Separation in the Biblical Purposes of Church and State
The Bible defines the respective roles of both Church and State. In the words of The Westminster Confession of Faith’s Shorter Catechism, “Man’s chief end is to glorify God, and to enjoy Him for ever.” A strong case can be made for this statement applying to both Church and State, however, it specifically applies to the Church. The Apostle Paul wrote to the Church of Corinth, “Whether therefore you eat, or drink, or whatsoever you do, do all to the glory of God.”(I Corinthians 10:31) Under this broad principle there are three distinct ministries of the Church. First, the Church is to proclaim God’s truth to the world(Matthew 28:19-20). Second, the Church is to aid converts in growing and maturing in God’s truth(Ephesians 4:11-16). Third, the Church is to be a preservative and testimony in the world(Matthew 5:13-16). All of these ministries involve proclamation of God’s truth through consistent living and verbal communication.

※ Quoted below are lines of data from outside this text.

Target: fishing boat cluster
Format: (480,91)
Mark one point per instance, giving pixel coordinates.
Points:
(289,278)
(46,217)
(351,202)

The State’s purpose is summarized in Romans 13:1-4. The State’s responsibility is to protect the social order by enforcing the laws of a nation. It is to protect the rights of its citizens. It has a mandate to preserve the social structure in order to permit peaceable living and freedom of worship. Paul instructed Christians to pray to that end, “I exhort therefore, that… prayers… be made… for kings, and for all that are in authority; that we may lead a quiet and peaceable life…”(I Timothy 2:1-2).
One major difference between Church and State is the instruments used to accomplish their respective purposes. The Church’s tools are prayer and proclamation. On the other hand, God has given the State a “sword”(Romans 13:4). The State has the right to physically coerce obedience to its laws. The Church has no such right. In fact, when Jesus stood before Pilate He declared, “My kingdom is not of this world: if My kingdom were of this world, then would My servants fight, that I should not be delivered to the Jews…”(John 18:36). Children of God are to be people of prayer, praying for opportunities to dispense the truth to listening ears. Coercion is never permitted to advance God’s kingdom.
The Bible teaches a separation of Church and State. The State is to protect and preserve basic values which engender social order, such as, Justice, Mercy, Compassion and Equality. The Church is to be God’s messenger to a world in desperate need of His truth. God’s people are to communicate what God has revealed in His Scripture. The Church affects the State as individual citizens are influenced by God’s eternal principles. The State affects the Church by providing a society in which people are free to explore, discuss and choose from the “marketplace of ideas.”